# Cigars causing diarrhea.



## Tackett (Sep 7, 2008)

What gives with this?

i am 36, in pretty good shape, I exercise regularly and eat fairly healthy. 

I took a break from stogies for a while d/t funds, but now that I have the money I decided to grab a few sticks.

the first stick was a CAO brazilia, which used to be one of my favorites. About 1/2 way into it, I started to get the ole rumbly in my tumbly....about 20 seconds later, I had to cut the smoke short and hit the head. I had explosive diarrhea. No other symptoms. No nausea no sweats no nothing. I ate dinner like two seconds later.

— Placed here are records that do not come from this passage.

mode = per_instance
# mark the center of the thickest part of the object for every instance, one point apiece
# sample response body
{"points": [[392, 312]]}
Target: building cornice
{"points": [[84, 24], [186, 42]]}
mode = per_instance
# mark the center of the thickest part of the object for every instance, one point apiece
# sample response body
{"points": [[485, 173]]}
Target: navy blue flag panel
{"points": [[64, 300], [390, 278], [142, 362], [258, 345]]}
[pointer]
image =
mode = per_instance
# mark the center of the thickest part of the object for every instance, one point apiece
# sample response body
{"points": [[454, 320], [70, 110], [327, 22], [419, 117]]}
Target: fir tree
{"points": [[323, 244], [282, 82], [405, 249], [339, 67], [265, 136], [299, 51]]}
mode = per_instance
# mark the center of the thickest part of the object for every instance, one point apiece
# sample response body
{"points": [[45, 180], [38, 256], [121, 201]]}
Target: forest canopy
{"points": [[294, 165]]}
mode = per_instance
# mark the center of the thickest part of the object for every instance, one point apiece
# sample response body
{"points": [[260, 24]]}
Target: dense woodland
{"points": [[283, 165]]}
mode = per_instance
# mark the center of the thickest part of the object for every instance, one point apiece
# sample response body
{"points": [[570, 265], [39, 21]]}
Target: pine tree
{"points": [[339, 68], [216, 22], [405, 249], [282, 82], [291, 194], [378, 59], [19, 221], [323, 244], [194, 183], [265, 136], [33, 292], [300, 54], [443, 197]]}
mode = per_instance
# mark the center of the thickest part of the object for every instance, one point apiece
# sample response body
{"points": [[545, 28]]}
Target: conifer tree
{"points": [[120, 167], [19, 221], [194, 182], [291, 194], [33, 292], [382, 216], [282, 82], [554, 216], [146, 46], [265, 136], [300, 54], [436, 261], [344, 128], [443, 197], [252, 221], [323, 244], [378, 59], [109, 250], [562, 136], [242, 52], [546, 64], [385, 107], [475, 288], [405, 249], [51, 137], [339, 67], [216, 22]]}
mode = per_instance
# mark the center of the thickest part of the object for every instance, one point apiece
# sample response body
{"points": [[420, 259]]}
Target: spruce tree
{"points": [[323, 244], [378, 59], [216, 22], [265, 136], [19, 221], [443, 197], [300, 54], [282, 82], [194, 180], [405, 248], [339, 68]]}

so far every single stick I've tried has produced the same result, explosive diarrhea. No other symptom. 

Anyone else have this problem? This never happened to me in the past, not even when I first started? 

What gives?


----------



## Kasanova King (Jun 8, 2014)

You may have been a little "backed up". I just recently saw an episode of House M.D. on Netflix and he prescribed smoking a few cigarettes a day to one of his patients (lol) in order to relieve constipation. Apparently smoking tobacco is one of the best remedies to relieve constipation.


----------



## Tackett (Sep 7, 2008)

Maybe. I dunno. (Love that show btw)

It's so weird that I never had this problem before. It's making me not want to smoke anymore.


----------



## Keeper01 (Mar 1, 2014)

Are you eating them?


----------



## Shemp75 (May 26, 2012)

what does my title say?

of course smoking makes you Poo.

not the nasty mudslides but on occasion its been know to do "The yogurt"


----------



## sullen (Sep 10, 2013)

lol, short answer... nicotine is basically a laxative, if you're THAT sensitive to it, you're kinda screwed.


----------



## sullen (Sep 10, 2013)

oh i see you used to smoke and not had this reaction?
just read that part....
idk what to tell you then...
something evil may be going on inside your body to cause this.


----------



## danmdevries (Jan 31, 2014)

Try to find yourself some low/zero strength cigars. 

Nicotine will do that to some people.


----------



## Tackett (Sep 7, 2008)

sullen said:


> oh i see you used to smoke and not had this reaction?
> just read that part....
> idk what to tell you then...
> something evil may be going on inside your body to cause this.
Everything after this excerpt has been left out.